Toutefois, loin de l’agitation balnéaire et mondaine, c’est dans les « casoni », ces maisons de transitionnelles de pêcheurs, faites de bois et au toit recouvert avec des cannes des marais alentours qu’il aimait à se retrouver. La coutume de vivre dans des huttes est ancienne et très répandue dans de nombreuses parties de la lagune. Au cours de la Seconde Guerre Mondiale les « casoni » de Caorle étaient devenus une cachette, loin des Allemands.

Ces maisons sont, encore de nos jours, utilisés par les pêcheurs, spécialement pour le loup de mer et l’anguille.
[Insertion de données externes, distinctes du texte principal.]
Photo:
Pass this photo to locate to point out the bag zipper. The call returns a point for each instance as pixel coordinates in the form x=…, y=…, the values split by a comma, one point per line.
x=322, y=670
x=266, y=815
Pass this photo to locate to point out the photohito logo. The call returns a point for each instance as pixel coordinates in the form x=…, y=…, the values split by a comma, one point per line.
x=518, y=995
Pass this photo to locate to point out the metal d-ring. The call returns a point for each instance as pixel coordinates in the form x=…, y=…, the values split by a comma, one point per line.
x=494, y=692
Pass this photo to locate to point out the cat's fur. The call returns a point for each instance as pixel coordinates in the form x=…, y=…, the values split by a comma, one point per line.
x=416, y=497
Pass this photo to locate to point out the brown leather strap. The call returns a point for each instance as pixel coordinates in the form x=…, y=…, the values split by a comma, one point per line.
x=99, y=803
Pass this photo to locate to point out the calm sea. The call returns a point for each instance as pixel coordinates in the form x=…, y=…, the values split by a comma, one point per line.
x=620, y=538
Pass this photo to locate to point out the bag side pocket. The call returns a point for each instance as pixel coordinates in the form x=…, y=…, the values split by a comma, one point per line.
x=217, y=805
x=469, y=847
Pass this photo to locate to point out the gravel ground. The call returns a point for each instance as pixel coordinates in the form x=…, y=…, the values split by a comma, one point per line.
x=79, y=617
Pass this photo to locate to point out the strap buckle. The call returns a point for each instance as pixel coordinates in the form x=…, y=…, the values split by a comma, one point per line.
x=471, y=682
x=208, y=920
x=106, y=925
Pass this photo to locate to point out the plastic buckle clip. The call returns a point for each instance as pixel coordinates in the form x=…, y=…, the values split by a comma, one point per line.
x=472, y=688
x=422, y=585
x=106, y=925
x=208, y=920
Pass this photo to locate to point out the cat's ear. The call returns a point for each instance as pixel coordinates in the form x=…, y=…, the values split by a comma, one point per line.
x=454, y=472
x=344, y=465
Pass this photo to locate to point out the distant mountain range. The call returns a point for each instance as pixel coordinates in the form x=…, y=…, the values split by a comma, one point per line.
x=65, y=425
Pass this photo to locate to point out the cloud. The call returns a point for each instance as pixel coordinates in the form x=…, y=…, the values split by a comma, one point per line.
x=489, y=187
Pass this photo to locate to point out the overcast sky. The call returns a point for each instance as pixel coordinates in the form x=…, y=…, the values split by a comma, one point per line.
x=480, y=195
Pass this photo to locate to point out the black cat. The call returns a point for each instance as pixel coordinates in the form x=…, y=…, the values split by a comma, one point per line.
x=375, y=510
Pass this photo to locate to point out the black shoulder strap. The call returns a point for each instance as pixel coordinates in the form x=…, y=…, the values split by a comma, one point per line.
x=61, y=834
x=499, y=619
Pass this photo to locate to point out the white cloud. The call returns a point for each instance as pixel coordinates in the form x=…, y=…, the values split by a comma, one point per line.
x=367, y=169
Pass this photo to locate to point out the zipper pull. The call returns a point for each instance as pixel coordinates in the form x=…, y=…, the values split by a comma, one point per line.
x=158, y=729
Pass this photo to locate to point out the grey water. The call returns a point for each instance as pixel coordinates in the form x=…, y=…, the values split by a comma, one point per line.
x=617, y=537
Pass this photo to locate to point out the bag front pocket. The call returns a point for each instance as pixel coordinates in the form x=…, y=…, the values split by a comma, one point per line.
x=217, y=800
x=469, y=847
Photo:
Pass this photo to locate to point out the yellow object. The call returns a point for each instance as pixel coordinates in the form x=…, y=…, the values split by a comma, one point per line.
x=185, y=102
Enfin, après toute une expédition, c’est dans un autre petit village de pêcheurs, qui est encore resté authentique parce que secret, que l’on suivra la trace de l’écrivain pour un rendez-vous mythique.

C’est en effet dans ce petit village de cabanes perdu au bout du monde, à l’extrémité d’une des lagunes, un village encore secret, coupé du monde et loin des touristes, que l’écrivain à écrit, en 1950 son chef d’œuvre.

Ici, rien : quelques cabanes et bois alignées le long d’une allée, un petit port et quelques barques. Le silence et les oiseaux…

Une madone pour assurer la protection des chasseurs et des pêcheurs…

… c’est bel et bien ici qu’en 1950, Ernest Hemingway à écrit Au delà du fleuve sous les arbres. C’est en tout cas ce qu’il ressort de l’étude consciencieuse de sa correspondance à cette époque.